Milano, 15 agosto 2018 - Sette colpi di mercato, come le sette meraviglie. L’Inter, fino a due giorni fa, era perfettamente in linea con la numerologia. Ma ieri, con il rinnovo di Spalletti, ha voluto aggiungere l’ottava. Una formalità, aveva dichiarato l’allenatore nerazzurro; ma il prolungamento di contratto fino al 2021 è un attestato di stima importante, guadagnato con tutta probabilità sul campo della Lazio a maggio. E’ stata la qualificazione in Champions League a rendere ancora più solido il legame tra la proprietà ed il tecnico di Certaldo.

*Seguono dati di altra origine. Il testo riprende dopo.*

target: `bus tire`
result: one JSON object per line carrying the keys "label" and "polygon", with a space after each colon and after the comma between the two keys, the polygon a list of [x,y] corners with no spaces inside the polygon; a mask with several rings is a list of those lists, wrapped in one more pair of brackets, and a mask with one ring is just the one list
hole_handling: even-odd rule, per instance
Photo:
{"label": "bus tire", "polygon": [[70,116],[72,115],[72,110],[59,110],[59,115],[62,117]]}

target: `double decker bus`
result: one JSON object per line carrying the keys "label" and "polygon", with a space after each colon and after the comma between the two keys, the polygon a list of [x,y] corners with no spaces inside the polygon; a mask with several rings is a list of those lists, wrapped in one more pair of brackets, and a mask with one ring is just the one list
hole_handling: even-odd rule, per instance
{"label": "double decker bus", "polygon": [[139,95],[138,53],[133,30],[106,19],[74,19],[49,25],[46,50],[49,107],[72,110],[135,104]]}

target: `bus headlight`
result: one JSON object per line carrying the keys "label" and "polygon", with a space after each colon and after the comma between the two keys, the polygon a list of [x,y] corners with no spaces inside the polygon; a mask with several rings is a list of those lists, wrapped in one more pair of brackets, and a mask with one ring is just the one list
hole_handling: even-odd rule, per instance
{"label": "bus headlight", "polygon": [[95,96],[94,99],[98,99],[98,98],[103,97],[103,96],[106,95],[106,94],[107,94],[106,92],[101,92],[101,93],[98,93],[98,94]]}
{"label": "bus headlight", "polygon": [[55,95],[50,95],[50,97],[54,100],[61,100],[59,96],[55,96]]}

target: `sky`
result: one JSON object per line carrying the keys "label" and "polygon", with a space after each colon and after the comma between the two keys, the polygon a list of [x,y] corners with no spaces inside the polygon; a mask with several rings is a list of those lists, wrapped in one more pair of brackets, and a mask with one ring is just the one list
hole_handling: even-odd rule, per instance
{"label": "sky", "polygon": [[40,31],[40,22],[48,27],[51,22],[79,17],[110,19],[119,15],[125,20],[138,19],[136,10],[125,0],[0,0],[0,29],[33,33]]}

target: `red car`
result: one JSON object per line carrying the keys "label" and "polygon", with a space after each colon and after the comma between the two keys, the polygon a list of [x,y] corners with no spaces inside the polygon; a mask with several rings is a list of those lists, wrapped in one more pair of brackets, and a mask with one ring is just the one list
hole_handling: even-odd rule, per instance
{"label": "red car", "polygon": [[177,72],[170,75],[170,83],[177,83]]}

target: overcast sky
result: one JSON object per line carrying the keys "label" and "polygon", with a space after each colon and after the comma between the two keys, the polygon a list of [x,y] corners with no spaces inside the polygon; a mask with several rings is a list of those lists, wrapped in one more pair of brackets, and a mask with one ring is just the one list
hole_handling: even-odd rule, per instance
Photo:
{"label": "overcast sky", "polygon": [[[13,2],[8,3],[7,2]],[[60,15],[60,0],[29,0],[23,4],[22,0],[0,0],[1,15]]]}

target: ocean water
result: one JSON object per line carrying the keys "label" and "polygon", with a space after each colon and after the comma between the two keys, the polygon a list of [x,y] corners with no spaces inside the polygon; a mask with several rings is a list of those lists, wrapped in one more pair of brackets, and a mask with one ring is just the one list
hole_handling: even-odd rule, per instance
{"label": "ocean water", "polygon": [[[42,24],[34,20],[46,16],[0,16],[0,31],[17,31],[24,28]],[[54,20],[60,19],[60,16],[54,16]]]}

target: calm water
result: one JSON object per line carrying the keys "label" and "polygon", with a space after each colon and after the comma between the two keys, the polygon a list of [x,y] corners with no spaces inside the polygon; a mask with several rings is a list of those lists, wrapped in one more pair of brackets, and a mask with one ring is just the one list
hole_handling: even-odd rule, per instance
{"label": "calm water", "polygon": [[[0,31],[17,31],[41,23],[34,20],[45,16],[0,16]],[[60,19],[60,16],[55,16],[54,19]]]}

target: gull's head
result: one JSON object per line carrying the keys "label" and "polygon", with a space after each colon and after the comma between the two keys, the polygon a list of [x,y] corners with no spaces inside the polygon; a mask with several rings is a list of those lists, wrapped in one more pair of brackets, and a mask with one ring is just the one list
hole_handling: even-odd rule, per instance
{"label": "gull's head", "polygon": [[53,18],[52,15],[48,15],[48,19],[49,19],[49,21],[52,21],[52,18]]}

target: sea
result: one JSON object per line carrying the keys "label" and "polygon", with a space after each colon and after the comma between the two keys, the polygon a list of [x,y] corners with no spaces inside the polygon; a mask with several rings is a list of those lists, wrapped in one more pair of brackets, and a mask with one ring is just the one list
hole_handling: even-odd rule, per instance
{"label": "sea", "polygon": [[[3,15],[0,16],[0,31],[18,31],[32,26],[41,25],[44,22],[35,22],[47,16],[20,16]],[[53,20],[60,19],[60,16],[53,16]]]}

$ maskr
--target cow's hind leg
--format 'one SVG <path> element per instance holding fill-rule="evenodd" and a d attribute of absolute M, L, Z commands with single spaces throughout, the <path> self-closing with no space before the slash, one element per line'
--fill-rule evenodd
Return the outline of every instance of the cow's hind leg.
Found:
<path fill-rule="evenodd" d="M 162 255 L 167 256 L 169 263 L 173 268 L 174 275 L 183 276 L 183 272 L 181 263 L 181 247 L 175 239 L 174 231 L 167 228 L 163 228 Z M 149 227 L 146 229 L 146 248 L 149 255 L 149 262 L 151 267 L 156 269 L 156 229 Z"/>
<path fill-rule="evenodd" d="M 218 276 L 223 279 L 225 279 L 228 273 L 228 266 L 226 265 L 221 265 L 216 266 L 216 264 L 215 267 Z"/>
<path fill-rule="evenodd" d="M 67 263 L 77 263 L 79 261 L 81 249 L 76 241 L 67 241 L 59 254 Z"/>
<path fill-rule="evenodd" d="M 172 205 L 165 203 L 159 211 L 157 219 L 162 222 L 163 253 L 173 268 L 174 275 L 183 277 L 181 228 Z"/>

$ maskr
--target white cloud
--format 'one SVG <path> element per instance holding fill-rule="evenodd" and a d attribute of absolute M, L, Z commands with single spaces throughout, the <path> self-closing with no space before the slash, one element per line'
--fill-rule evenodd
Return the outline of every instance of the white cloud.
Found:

«Il risultato raggiunto testimonia il duro lavoro e l’impegno che il nostro staff tecnico ha sostenuto durante tutta la stagione» ha dichiarato dopo la firma Steven Zhang. Ed è stata la prospettiva del nobile palcoscenico europeo a far avverare un mercato da sogno: DeVrij, Vrsaljko, Asamoah, Politano, Nainggolan, Keita Balde e Lautaro Martinez. Sette pedine che hanno fatto sorridere i tifosi e accontentato l’allenatore. E allora cosa può esserci tra la fine del mercato ela Serie A? Un nome ingombrante, un nome che un paio di mesi fa, sarebbe sembrato un sogno proibito: Luka Modric.

E invece tra stasera e le prossime quarantott’ore il numero 10 del Real potrebbe mettere la parola fine alla sua carriera con i Blancos e scrivere l’incipit di un nuovo capitolo nerazzurro. Quando pochi giorni fa è salito sull’aereo per Tallinn insieme ai compagni, le speranze sembravano essersi affievolite del tutto. Ma la logica di un professionista comeModric dice altro: forse non si sarebbe rifiutato a prescindere di andare in Estonia con la sua squadra attuale per il derby di Supercoppa Europea contro l’Atletico Madrid. Forse.

Certo è che giocare la partita di stasera porterà ad un bivio: da una parte restare al Real, sedersi al tavolo del rinnovo e riabbracciare Florentino Perèz. Dall’altra un copione completamente diverso, un sogno cullato dall’Inter fino alla fine e alimentato dall’improvviso silenzio della stampa spagnola dopo i «Se queda» (Rimane ndr) con cui avevano inizialmente riempito i quotidiani. Florentino cederà? Lascerà libero il suo pupillo? Aspettando risposte, il silenzio che avvolge la trattativa è musica per le orecchie di Spalletti e dei tifosi. Se Modric arriverà, più che nona meraviglia sarà la nona sinfonia sullo sparito. Meglio nota, per un famoso compositore, come “Inno alla gioia”.